I have to update dataset 2 with the variable userid. The key to map both datasets are datestamp,amt and reference. The tricky part is, not necessarily there would be a exact match for milli seconds and seconds. However, I have to first find if every thing matches if found update that record of dataset2 with user id. else check if there is atleast a match till seconds if found update that record of dataset2 with user id. else check if there is atleast a match till minutes if found update that record of dataset2 with user id. If a record match is not found then write it to error dataset.
one might question why can't we just compare up to minutes level since we are updating even if the minute matches but the requirement is that they want to be absolutly certain atleast for most of the records.
Can any one let me know a efficient way of acheiving this. dataset1 contains atleast 2 million records and dataset 2 contains atleast 5 million records.
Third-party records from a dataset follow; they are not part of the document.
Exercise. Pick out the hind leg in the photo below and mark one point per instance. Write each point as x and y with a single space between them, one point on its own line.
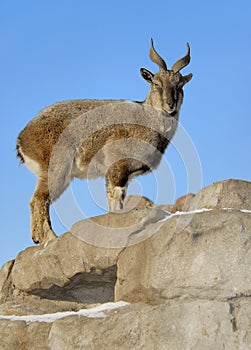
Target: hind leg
40 216
116 186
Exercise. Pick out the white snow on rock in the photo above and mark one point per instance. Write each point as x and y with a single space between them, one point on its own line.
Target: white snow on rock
95 312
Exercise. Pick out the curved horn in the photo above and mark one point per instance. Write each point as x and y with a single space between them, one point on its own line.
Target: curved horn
182 62
155 57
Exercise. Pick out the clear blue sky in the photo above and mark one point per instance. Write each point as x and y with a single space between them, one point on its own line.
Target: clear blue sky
58 50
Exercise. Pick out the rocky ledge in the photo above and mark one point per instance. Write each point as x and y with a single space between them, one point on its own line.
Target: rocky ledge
140 279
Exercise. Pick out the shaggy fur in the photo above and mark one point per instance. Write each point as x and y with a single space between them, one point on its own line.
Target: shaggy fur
90 138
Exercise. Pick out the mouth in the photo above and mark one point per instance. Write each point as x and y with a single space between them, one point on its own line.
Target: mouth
169 110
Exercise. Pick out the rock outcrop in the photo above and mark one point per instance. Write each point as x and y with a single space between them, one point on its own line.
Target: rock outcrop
185 279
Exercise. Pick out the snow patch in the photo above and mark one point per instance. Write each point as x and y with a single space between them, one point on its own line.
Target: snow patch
95 312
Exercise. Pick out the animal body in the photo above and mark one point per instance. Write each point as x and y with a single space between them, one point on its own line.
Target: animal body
117 140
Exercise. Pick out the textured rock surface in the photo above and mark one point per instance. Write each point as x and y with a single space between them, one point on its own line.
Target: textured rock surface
224 194
187 277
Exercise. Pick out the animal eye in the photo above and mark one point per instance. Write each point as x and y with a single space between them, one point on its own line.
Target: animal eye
156 83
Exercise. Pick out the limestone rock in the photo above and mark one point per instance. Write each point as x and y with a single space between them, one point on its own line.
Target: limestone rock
187 276
178 324
224 194
203 255
137 202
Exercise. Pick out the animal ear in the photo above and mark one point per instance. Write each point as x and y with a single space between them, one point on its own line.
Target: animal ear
147 75
187 78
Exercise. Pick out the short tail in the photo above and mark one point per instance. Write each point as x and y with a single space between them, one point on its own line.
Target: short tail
19 155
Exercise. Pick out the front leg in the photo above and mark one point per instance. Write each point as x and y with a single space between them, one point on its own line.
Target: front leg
115 196
40 216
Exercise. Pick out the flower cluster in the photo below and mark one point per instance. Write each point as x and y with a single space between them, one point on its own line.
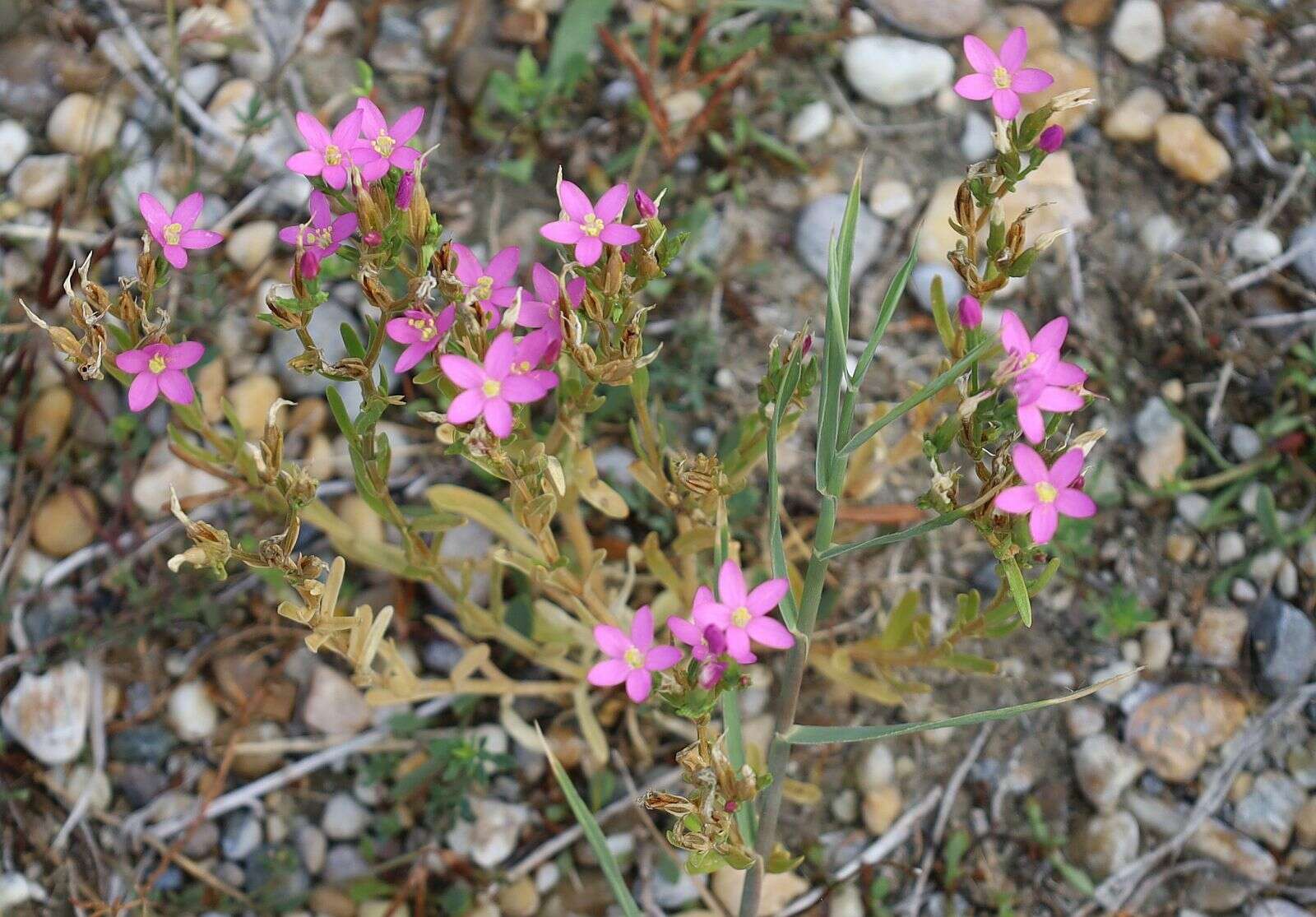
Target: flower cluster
719 631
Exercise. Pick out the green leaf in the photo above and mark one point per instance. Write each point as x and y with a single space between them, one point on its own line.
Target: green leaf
576 35
928 391
594 835
1019 590
831 734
that sounds not too big for an sql join in memory
2011-01-11.12:32:00:655 55000.36 09XYZABCD0885 tom
= 8 + 8 + 13 + 10
* 2M (dataset1)
+ 30 * 3M (dataset2)
around 1.7GB of memory to hold both datasets
even modest desktops might offer that.
The join can be exact on reference but must round amount before comparing, and can convert the timestamp to text or use intnx() to "move to" the minute.
The problem with amount is that is stored with decimal fractions and comparison of these can fail when they appear (rounded to two decimal places) to be the same. The other ways to make exact comparison of AMT is to convert to and integer after multiplying by 100, or convert to text with format z19.2
Instead of matching milliseconds, then seconds, etc, I suggest you calculate the difference between the time stamps, limiting your matches to those below 60,000 milliseconds if you want (otherwise a record @ 2010dec31:23:59:59.999 will match any record that day instead of matching the 2011jan01:00:00:00.000 record). You can then keep the match with the lowest time difference.
SQL can do this obvioulsy using
group by a.DATESTAMP, a.REFERENCE
having calculated DIF_MILLISECOND= min(calculated DIF_MILLISECOND)
but SQL is a resource hog and you might have to spit the data into small bits (by reference?) depending on your platform.
To limit the size of the fuzzy match data, you can do the exact matches first and work with the rest from then onward:
data T2_MATCH T2_NOMATCH;
by DATESTAMP REFERENCE MILLISECOND;
if B then output T2_MATCH;
else output T2_NOMATCH;
Instead of SQL, I would try to use a hash table with REFERENCE as the key and the multidata option. You can then calculate the time differences and keep the best match.
Work on a subset first to see if this is faster than sql in your case.